230. Das steinerne Brautbett

[236] In Deutschböhmen türmt sich ein Felsen, dessen Spitze, in zwei Teile geteilt, gleichsam ein Lager und Bett oben bildet. Davon hört man sagen: Es habe sonst da ein Schloß gestanden, worin eine Edelfrau mit ihrer einzigen Tochter lebte. Diese liebte wider Willen der Mutter einen jungen Herrn aus der Nachbarschaft, und die Mutter wollte niemals leiden, daß sie ihn heiratete. Aber die Tochter übertrat das Gebot und versprach sich heimlich ihrem Liebhaber mit der Bedingung, daß sie auf den Tod der Mutter warten und sich dann vermählen wollten.
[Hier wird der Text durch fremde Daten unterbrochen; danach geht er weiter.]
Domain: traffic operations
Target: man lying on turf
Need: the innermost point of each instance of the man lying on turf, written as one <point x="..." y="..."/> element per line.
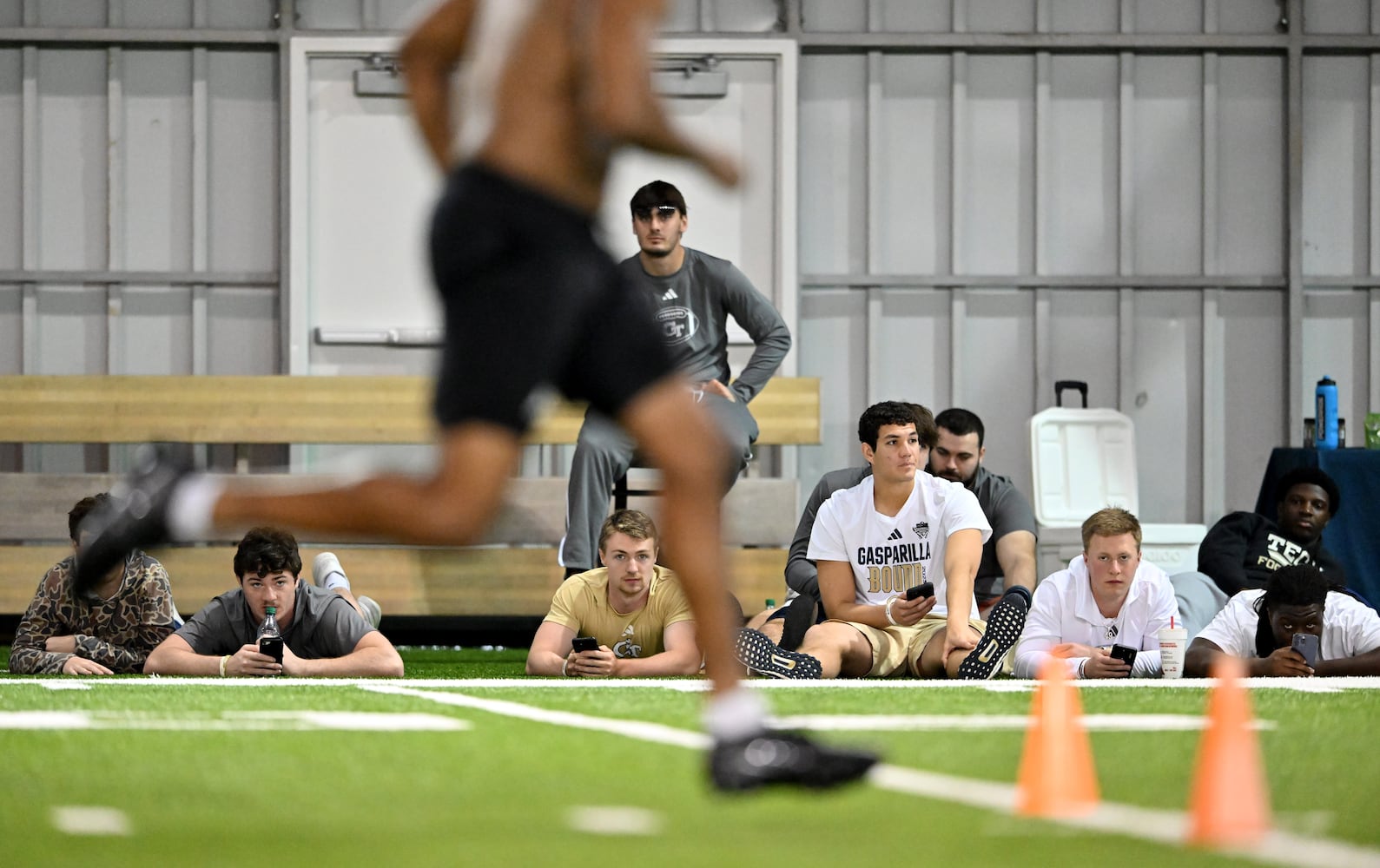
<point x="103" y="628"/>
<point x="323" y="635"/>
<point x="1260" y="627"/>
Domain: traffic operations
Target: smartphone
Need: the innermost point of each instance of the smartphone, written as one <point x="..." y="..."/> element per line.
<point x="1124" y="653"/>
<point x="1307" y="646"/>
<point x="274" y="648"/>
<point x="920" y="591"/>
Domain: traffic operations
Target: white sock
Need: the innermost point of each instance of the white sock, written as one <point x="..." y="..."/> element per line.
<point x="337" y="580"/>
<point x="735" y="715"/>
<point x="191" y="505"/>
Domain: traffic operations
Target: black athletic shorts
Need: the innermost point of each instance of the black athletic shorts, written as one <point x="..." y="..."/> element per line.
<point x="532" y="299"/>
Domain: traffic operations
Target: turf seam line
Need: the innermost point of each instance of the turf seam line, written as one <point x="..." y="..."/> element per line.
<point x="1114" y="819"/>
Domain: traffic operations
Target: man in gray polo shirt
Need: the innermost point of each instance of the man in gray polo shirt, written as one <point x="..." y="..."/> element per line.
<point x="691" y="294"/>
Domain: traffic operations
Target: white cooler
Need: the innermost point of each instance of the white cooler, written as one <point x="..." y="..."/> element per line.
<point x="1080" y="461"/>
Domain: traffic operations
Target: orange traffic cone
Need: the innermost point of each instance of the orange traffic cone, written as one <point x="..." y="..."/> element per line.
<point x="1056" y="777"/>
<point x="1230" y="802"/>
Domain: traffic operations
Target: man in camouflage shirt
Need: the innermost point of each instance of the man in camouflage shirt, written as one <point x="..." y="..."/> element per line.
<point x="100" y="631"/>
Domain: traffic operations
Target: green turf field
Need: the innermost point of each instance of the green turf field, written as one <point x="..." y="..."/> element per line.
<point x="433" y="770"/>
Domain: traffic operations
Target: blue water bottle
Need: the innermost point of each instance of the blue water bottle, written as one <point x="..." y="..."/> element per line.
<point x="1325" y="434"/>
Allein die Mutter erfuhr noch vor ihrem Tode das Verlöbnis, sprach einen strengen Fluch aus und bat Gott inbrünstig, daß er ihn hören und der Tochter Brautbett in einen Stein verwandeln möge. Die Mutter starb, die ungehorsame Tochter reichte dem Bräutigam die Hand, und die Hochzeit wurde mit großer Pracht auf dem Felsenschloß gefeiert. Um Mitternacht, wie sie in die Brautkammer gingen, hörte die Nachbarschaft ringsumher einen fürchterlichen Donner schlagen. Am andern Morgen war das Schloß verschwunden, kein Weg und Steg führte zum Felsen, und auf dem Gipfel saß die Braut in dem steinernen Bette, welches man noch jetzt deutlich sehen und betrachten kann. Kein Mensch konnte sie erretten, und jeder, der versuchen wollte, die Steile zu erklettern, stürzte herab. So mußte sie verhungern und verschmachten; ihren toten Leichnam fraßen die Raben.

Quelle:
Jacob und Wilhelm Grimm: Deutsche Sagen. Zwei Bände in einem Band. München [1965], S. 236.